Monday, October 12, 2015

Unit testing is about Asserts

There's this weird state of mind that I'm in with Unit Testing. I read unit tests, I talk about unit tests but I rarely write any. But I've been around them enough to start to think I'm recognizing some patterns there, and know when stuff I'm being suggested is useful / good and not.

Last week, one of my teams had a Unit Testing -training. My motivations to participate were two-fold. I was really curious why they had set learning unit testing as their target (now that they no longer have a professional tester working with them, the rumor is that they might be struggling more with delivery quality). I also wanted to see how the new training company was doing on the topic.

Out of the three hours, we spent two with theory and one with hands-on work. The theory was the usual stuff: refactor to find functional bits you can test. Isolate the bits that make it hard for you and leave them out of your tests. We also looked at my team's tests, without a single good example. There was a lot of bad out there.

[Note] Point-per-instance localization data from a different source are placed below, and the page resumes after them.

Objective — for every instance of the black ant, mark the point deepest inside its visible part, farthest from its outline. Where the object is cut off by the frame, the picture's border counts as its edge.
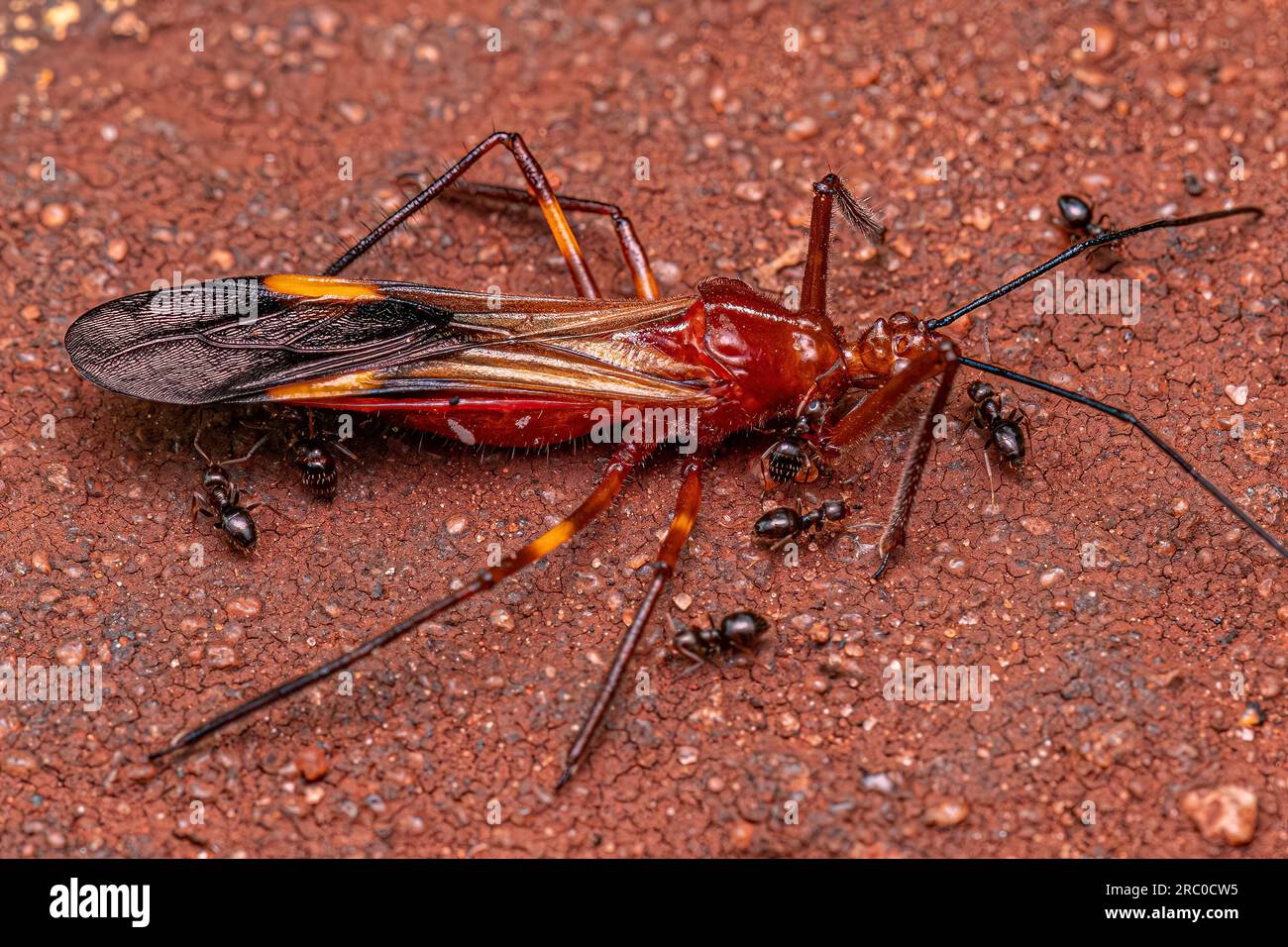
(313, 455)
(785, 523)
(795, 458)
(1003, 432)
(1076, 219)
(219, 497)
(735, 631)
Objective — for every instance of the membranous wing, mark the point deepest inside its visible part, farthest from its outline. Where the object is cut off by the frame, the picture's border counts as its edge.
(299, 338)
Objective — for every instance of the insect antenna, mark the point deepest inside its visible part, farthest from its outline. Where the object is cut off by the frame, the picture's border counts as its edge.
(1132, 420)
(1078, 249)
(859, 215)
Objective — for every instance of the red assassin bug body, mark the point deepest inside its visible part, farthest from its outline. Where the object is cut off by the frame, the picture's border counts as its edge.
(528, 371)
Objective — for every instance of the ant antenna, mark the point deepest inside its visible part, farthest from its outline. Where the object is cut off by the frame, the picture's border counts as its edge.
(1078, 249)
(1132, 420)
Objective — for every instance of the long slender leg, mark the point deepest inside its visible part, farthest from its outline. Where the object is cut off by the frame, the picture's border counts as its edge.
(941, 361)
(825, 192)
(632, 250)
(682, 523)
(1078, 249)
(1127, 418)
(544, 196)
(625, 460)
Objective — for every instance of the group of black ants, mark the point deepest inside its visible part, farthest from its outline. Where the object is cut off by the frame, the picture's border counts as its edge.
(793, 459)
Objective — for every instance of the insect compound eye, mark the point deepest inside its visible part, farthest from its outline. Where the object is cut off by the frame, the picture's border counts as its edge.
(1074, 210)
(778, 523)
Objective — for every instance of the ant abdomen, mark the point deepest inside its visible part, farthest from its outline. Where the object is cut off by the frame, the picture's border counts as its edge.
(784, 522)
(1074, 211)
(735, 631)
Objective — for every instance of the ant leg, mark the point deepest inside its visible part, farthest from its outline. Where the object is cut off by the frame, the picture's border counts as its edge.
(866, 415)
(626, 459)
(261, 504)
(198, 505)
(632, 252)
(249, 454)
(682, 523)
(988, 470)
(814, 285)
(537, 182)
(696, 661)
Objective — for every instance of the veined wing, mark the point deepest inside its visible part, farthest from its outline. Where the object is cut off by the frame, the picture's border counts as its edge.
(299, 337)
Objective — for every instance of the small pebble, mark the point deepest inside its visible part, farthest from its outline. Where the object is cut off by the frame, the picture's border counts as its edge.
(945, 814)
(312, 763)
(53, 215)
(1225, 813)
(802, 129)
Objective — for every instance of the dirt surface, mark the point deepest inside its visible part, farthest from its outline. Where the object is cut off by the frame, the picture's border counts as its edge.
(1117, 688)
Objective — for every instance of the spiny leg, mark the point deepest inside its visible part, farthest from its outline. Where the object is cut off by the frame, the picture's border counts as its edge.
(682, 523)
(1126, 416)
(941, 360)
(625, 460)
(542, 193)
(632, 250)
(825, 192)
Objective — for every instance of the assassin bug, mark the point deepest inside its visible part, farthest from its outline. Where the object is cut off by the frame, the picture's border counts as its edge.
(1078, 219)
(220, 500)
(735, 631)
(529, 371)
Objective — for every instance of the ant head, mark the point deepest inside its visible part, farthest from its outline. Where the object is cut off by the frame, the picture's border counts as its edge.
(787, 459)
(742, 629)
(1074, 210)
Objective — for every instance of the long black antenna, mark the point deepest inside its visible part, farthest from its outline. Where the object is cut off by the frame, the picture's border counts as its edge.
(1078, 249)
(1132, 420)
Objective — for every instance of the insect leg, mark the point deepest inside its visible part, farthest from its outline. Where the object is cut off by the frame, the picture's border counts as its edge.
(625, 460)
(825, 191)
(682, 523)
(636, 261)
(537, 182)
(1127, 418)
(941, 361)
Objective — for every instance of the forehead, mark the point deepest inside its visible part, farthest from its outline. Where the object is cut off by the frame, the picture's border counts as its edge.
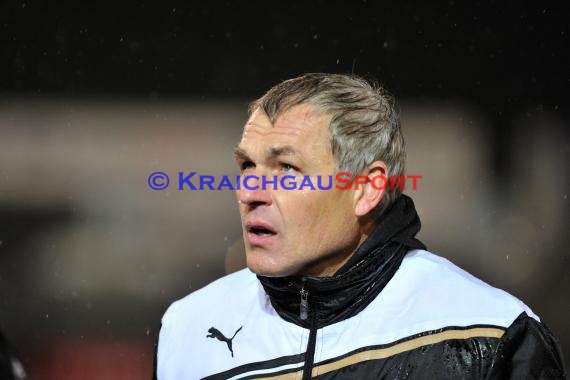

The hands on work focused on removing need of profiler in the tests. We had been heavy on mocking with JustMock, that made testing possible, but to an extent it made tests slow doing some things for us that weren't needed. So we were removing dependencies on Profiler.

While looking at the examples and the tests we were trying to change, my eyes kept going to the asserts in the tests. That's where the bit of testing with the tests happen. And I could not help but noticing how weak the asserts were. I had been primed for paying attention to that.

To start the same week, I had just listened to a talk by Llewellyn Falco titled "Common Path for Approval Testing - patterns for more more powerful asserts". Perhaps that is why I made the connection: all of the asserts I was seeing were the first step. We would assert numbers and boolean values for existence. Nothing more advanced. Nothing more meaningful. And asserting simple things is simple, but leaves a lot to hope for in the perspective of actually noticing that things break. And when they break, being able to analyze what is going on. The picture introducing step 6 (Diff tools), doing things on failure that can be slow but happen only on items that fail was an eye-opener to me.

With all of this, I was left to wonder. Having weak tests that run faster cannot be the goal we should be having. When there's many things to work on, how do teams really end up making their choices of what to start from? This choice, looking from a tester perspective, just makes little sense. If testing happens somewhere in the unit tests, the asserts seem like a place to pay attention to. Thus I'm very drawn to the idea of making them more powerful.